This repository showcases a simple containerized workflow to semantize synthetic patient data using the SPHN framework. It is designed to run on biomedical systems with the following restrictions:
- No internet acccess besides a private container registry
- Only
podman
and nextflow available - No root access
- keep data provenance information separate from the git repository
The project is structured to run individual tasks in their own podman container. Nextflow is used as the workflow manager and event-based workflow executor.
The workflow processes simulated patient data from synthea in JSON format and generates an RDF graph describing patient healthcare appointments (patient, dates and institution). It then validates the resulting graph. In addition to nextflow's native logging capabilities, the workflow produces an interoperable semantic log
in JSON-LD format for traceability.
The data is semantized using the SPHN ontology. Mapping rules are defined in human readable YARRRML format (see data/mappings.yml). The triples are materialized using containerized tools from rml.io. The graph validation is done using pySHACL with the SPHN shacl shapes. An interoperable log is defined in conf/log.conf
and is obtained by formatting Nextflow's log using JSON-LD format.
The workflow definition can be found in main.nf and its configuration in nextflow.config.
flowchart TD
p0(( ))
p1[cat_patients_json]
p2(( ))
p3[convert_mappings]
p4[generate_triples]
p5(( ))
p6(( ))
p7[validate_shacl]
p8(( ))
p9[gzip_triples]
p10(( ))
p0 -->|json_dir| p1
p1 --> p4
p2 -->|yml_mappings| p3
p3 --> p4
p4 -->|graph| p7
p5 -->|ontology| p7
p6 -->|shapes| p7
p7 --> p8
p4 -->|graph| p9
p9 --> p10
First clone the repository and move into the folder:
git clone https://github.com/SDSC-ORD/demo_biomedit_workflow.git && cd demo_biomedit_workflow
To interact with the workflow for development or production, we use different Nextflow profiles as follows:
nextflow run -profile standard main.nf
: Run the workflow using the workflow file in the current directory and publicly available containers defined inconf/containers.yaml
. This is the default profile, and the-profile
option can therefore be omitted.nextflow run -profile prod main.nf
: Run the containerized workflow using the latest commit on the repository remote and containers from the private registry.
Tip
A helper script (scripts/migrate_images.sh
) is provided to automatically migrate images to a custom registry/namespace.

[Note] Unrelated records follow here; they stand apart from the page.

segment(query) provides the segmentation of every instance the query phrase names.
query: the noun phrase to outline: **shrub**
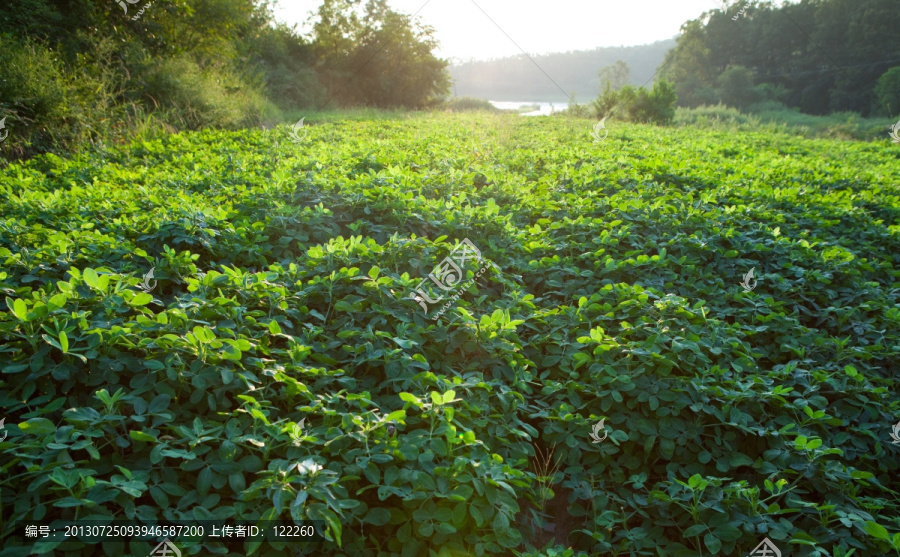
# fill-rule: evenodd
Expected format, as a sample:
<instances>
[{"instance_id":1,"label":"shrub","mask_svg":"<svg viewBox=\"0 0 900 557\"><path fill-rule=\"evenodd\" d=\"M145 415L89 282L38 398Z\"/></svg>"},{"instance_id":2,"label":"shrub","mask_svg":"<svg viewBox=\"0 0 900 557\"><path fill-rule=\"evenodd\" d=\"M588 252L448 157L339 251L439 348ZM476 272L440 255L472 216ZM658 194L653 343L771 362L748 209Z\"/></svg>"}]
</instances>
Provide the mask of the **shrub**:
<instances>
[{"instance_id":1,"label":"shrub","mask_svg":"<svg viewBox=\"0 0 900 557\"><path fill-rule=\"evenodd\" d=\"M256 126L266 111L259 83L224 64L201 68L189 56L162 60L147 71L142 93L179 127Z\"/></svg>"},{"instance_id":2,"label":"shrub","mask_svg":"<svg viewBox=\"0 0 900 557\"><path fill-rule=\"evenodd\" d=\"M598 118L604 118L618 111L619 117L629 122L669 124L675 118L675 103L678 95L666 80L653 84L648 91L643 87L627 85L618 91L609 87L594 101Z\"/></svg>"}]
</instances>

It can read container declarations in a nextflow config file and handle the pull/tag/push of images.
By default, the workflow will be executed on each zip file present in the input directory.

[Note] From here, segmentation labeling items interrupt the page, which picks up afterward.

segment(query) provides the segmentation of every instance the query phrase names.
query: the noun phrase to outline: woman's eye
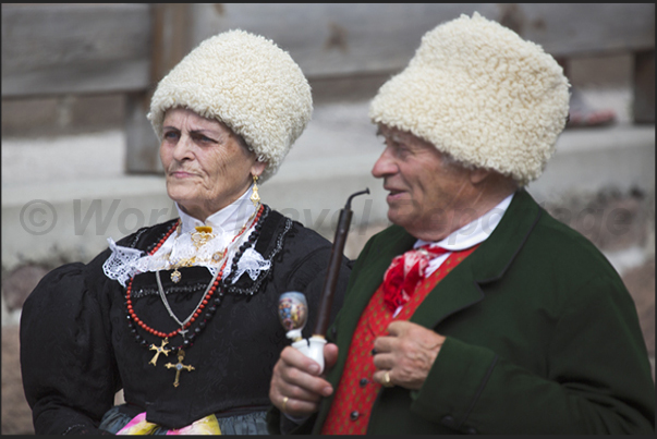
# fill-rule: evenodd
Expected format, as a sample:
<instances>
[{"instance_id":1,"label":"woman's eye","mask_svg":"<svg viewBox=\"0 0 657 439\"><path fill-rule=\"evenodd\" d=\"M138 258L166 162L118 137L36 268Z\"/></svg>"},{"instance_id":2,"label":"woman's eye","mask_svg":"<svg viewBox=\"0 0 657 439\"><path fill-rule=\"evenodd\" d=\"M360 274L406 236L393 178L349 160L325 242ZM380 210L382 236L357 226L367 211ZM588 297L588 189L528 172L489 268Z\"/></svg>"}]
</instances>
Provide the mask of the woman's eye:
<instances>
[{"instance_id":1,"label":"woman's eye","mask_svg":"<svg viewBox=\"0 0 657 439\"><path fill-rule=\"evenodd\" d=\"M214 138L210 138L210 137L204 136L203 134L197 134L197 135L194 137L194 139L195 139L196 142L200 142L200 143L204 143L204 144L216 144L216 143L217 143L217 142L216 142Z\"/></svg>"},{"instance_id":2,"label":"woman's eye","mask_svg":"<svg viewBox=\"0 0 657 439\"><path fill-rule=\"evenodd\" d=\"M175 141L179 137L179 134L175 131L168 131L165 133L165 138L167 141Z\"/></svg>"}]
</instances>

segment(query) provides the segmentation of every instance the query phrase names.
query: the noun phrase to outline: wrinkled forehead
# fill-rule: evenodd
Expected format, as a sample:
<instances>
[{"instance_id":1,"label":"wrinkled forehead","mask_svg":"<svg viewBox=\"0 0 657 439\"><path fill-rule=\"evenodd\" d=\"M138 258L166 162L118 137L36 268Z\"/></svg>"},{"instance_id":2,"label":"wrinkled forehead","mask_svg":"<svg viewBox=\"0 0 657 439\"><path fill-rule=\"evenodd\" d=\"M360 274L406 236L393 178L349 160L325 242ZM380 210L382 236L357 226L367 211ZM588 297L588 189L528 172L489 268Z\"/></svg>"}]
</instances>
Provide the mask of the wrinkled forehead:
<instances>
[{"instance_id":1,"label":"wrinkled forehead","mask_svg":"<svg viewBox=\"0 0 657 439\"><path fill-rule=\"evenodd\" d=\"M425 141L424 138L418 137L413 133L388 126L382 123L378 125L376 135L384 136L386 139L396 143L414 144L423 147L435 148L435 146L430 142Z\"/></svg>"}]
</instances>

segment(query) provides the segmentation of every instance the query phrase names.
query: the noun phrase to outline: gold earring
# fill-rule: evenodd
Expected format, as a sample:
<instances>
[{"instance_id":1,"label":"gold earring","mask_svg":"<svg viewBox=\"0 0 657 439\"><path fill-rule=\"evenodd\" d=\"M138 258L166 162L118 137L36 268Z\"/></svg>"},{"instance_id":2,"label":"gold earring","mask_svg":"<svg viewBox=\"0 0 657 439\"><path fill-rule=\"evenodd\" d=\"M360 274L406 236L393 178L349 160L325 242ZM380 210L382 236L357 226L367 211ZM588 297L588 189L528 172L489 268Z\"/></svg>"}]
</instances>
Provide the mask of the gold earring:
<instances>
[{"instance_id":1,"label":"gold earring","mask_svg":"<svg viewBox=\"0 0 657 439\"><path fill-rule=\"evenodd\" d=\"M260 196L258 195L258 176L253 175L253 194L251 194L251 202L254 206L260 203Z\"/></svg>"}]
</instances>

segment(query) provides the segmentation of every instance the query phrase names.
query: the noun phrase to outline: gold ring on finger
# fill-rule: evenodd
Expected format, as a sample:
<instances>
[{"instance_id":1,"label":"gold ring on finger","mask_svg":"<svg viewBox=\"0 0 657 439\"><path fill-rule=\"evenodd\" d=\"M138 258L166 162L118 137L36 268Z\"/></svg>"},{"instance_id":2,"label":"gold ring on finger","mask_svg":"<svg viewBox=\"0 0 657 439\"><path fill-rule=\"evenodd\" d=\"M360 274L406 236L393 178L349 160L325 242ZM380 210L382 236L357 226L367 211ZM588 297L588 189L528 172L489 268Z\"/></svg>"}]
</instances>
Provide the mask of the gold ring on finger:
<instances>
[{"instance_id":1,"label":"gold ring on finger","mask_svg":"<svg viewBox=\"0 0 657 439\"><path fill-rule=\"evenodd\" d=\"M283 397L283 412L285 411L285 404L288 404L288 397Z\"/></svg>"},{"instance_id":2,"label":"gold ring on finger","mask_svg":"<svg viewBox=\"0 0 657 439\"><path fill-rule=\"evenodd\" d=\"M384 374L384 386L392 387L392 382L390 381L390 370L386 370L386 374Z\"/></svg>"}]
</instances>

When the option --listen=true
is provided, the workflow manager will instead listen continuously for filesystem events and trigger execution whenever a new zip file appears in the input directory. In this mode, a log will only be generated when the Nextflow execution is manually interrupted, meaning that the exit code in the log will always be 1.
This repository includes a small set of example data in data/raw/test_patients.zip
. If you'd like to use a larger dataset as input, we included scripts/download_data.sh
to retrieve a synthetic dataset from Synthea and put it directly in the input folder data/raw/
.
The data/out
is structured as follows:
data/out
├── logs
│ └── 2024-04-24T11:32:52.980140+02:00_infallible_kilby_logs.json
├── reports
│ ├── test_patients_1_report.ttl
│ └── test_patients_2_report.ttl
└── triples
├── test_patients_1.nt.gz
└── test_patients_2.nt.gz
Where triples
contains the semantized data for each input archive, and reports
contains the shacl validation report, indicating any violation of the schema constraints.
For each workflow run, a time-stamped log file with a unique name is also saved in logs
.
The code in this repository is licensed under GPLv3. The SPHN ontology and shapes files included in this repository are redistributed under the Creative Commons Attribution-NonCommercial-ShareAlike 4.0 International (CC BY-NC-SA 4.0) license. The SPHN ontology can be explored on the BioMedIT website, and the shapes and ontology files were retrieved from the SHACLer repository.